Narrative Scripts

How to use scripts

A story, or Narrative, packages information in an intuitive, easily understood context bound by one critical factor:

Time.

Narratives give us the ability to understand events in time. Software, at the end of the day, creates experiences that occur in time. In NDD, we start with the story, which we call a Script or Narrative Script, and build out from there - from the simple and general to the complex and specific.

Scripts and Moments

You can think of a Script as a journey through your system. Obviously, there may be many paths through your system. The totality of the system may be represented as a collection of narrative scripts.

At the highest level, a Script is made up of Moments, which define the steps of a particular user journey in time. Moments move from left to right.

A simple example of a Narrative Script and its moments is shown below:

Create Your First Script

Drag a Script icon from the toolbar and drop it on the canvas. You'll see an empty script with three lanes and four columns. We call each column a frame.

You can add or delete as many frames as you like. To do this, hover over the edge of a frame till it turns green and the plus sign appears above. Click in place to add as many frames as you like. To remove frames, click the three dot menu in the upper right hand corner and select ‘Remove frame’.
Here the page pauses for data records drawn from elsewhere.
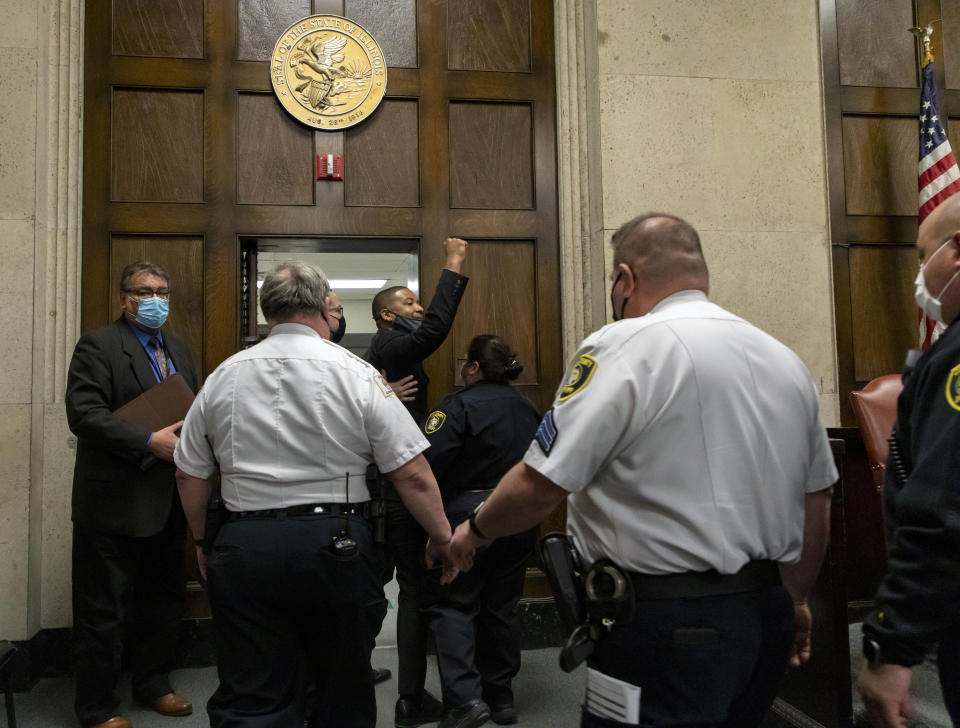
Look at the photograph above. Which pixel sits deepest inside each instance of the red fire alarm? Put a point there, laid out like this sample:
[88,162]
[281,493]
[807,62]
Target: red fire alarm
[330,167]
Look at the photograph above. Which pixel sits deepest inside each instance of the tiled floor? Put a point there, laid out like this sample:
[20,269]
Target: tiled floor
[546,697]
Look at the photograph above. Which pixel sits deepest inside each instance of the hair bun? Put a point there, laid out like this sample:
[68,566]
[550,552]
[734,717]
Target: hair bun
[513,369]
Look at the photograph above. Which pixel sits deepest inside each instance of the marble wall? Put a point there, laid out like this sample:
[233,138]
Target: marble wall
[40,86]
[18,117]
[714,112]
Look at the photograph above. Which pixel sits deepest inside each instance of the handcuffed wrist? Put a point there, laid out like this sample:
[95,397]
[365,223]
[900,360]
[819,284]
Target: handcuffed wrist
[474,528]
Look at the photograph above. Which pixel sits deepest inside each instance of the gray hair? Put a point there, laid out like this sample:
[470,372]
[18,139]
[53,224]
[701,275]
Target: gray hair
[292,288]
[142,266]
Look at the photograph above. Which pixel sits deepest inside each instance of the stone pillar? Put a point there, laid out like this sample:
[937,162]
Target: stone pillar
[583,292]
[56,300]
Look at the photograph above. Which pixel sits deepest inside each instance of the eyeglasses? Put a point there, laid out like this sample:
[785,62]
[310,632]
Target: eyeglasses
[148,292]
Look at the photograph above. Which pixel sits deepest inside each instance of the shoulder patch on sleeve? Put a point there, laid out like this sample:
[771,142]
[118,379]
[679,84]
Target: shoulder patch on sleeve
[579,378]
[546,433]
[385,389]
[435,421]
[953,388]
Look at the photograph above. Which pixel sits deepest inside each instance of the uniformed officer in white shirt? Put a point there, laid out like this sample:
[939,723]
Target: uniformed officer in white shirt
[688,446]
[292,424]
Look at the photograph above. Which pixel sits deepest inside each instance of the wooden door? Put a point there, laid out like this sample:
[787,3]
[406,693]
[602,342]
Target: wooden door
[872,96]
[187,152]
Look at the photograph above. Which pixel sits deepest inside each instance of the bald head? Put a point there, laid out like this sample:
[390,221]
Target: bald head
[663,250]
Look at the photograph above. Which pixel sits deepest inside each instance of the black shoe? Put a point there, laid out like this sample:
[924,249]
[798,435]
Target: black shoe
[469,715]
[410,713]
[503,715]
[381,673]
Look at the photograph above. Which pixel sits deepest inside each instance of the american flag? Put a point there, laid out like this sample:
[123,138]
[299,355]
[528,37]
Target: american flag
[939,176]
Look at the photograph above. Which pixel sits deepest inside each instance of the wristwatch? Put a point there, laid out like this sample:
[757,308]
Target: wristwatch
[872,652]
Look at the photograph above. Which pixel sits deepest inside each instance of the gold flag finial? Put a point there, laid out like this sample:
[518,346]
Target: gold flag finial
[924,34]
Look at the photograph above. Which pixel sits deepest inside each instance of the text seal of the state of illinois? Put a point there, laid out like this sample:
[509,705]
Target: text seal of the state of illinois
[328,72]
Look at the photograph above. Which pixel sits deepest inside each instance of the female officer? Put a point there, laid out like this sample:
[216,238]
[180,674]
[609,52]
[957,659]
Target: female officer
[476,435]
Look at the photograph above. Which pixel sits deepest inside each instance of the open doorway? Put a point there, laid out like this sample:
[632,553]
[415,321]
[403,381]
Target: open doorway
[357,269]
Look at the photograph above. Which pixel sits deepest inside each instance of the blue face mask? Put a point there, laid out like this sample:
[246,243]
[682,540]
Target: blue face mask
[152,312]
[406,323]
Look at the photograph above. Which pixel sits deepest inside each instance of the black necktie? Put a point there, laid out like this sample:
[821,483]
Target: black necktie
[160,356]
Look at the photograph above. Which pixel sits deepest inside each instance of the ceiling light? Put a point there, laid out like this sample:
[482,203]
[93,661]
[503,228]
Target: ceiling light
[343,283]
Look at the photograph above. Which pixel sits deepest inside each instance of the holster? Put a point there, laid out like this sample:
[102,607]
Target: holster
[378,513]
[562,565]
[590,601]
[216,516]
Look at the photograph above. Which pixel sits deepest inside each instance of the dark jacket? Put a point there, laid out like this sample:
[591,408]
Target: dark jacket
[110,492]
[402,353]
[918,597]
[476,435]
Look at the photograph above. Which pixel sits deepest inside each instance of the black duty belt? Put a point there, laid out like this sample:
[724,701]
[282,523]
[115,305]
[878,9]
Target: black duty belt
[693,584]
[307,509]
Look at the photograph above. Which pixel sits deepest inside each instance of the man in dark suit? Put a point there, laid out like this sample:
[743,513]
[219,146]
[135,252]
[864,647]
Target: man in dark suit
[129,529]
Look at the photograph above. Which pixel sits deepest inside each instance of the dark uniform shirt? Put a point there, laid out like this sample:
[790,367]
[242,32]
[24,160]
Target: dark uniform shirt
[401,353]
[477,434]
[920,594]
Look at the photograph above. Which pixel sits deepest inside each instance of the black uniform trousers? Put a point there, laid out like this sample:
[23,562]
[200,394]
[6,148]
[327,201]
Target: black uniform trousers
[708,662]
[282,601]
[475,622]
[406,542]
[135,581]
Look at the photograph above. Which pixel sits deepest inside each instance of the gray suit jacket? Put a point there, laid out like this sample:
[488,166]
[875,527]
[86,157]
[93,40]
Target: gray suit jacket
[110,492]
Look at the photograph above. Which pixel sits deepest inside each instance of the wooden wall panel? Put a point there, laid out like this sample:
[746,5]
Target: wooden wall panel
[950,58]
[260,23]
[490,156]
[880,165]
[496,266]
[275,161]
[493,35]
[883,310]
[169,28]
[382,157]
[393,23]
[182,257]
[157,145]
[874,46]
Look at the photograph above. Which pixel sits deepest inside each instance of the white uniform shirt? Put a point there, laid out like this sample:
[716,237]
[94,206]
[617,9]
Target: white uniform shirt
[288,418]
[688,439]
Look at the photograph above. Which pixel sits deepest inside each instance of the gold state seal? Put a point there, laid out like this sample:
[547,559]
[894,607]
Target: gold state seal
[328,72]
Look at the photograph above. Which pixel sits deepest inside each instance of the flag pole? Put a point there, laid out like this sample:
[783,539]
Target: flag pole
[925,34]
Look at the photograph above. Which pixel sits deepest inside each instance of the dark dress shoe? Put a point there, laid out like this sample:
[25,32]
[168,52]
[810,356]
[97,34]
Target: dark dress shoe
[411,712]
[380,674]
[172,704]
[503,714]
[469,715]
[117,721]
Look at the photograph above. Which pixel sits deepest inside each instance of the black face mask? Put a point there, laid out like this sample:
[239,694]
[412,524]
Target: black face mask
[335,336]
[407,323]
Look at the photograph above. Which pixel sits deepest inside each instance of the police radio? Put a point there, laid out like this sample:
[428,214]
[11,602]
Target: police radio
[343,545]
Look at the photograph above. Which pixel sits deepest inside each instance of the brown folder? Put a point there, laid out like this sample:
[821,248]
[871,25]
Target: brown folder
[160,406]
Decide on the outcome of the script. Where do you want the user to end up? Type this outcome concisely into the space at the top of the script where it says, "enter desired outcome". After naming the outcome, we suggest you determine the final moment in a script and put that moment in the last frame.

To do this, drag a Moment (purple sticky) from the constructs menu in the toolbar and drop it into your script. You will notice it snaps to the context lane.

You can now add frames to your Narrative and drop in more Moments, filling in your journey, step-by-step, till it culminates in the final moment.

Lanes

There are three lanes in each script.

  • Interaction Lane: This is for UI Constructs such as Interfaces and Components
  • Context Lane: For Moments, the core and the starting place of all scripts
  • System Lane: This lane is for any action that happens on the backend. We begin with the Action construct, which encapsulates a system’s behavior in the broadest possible way.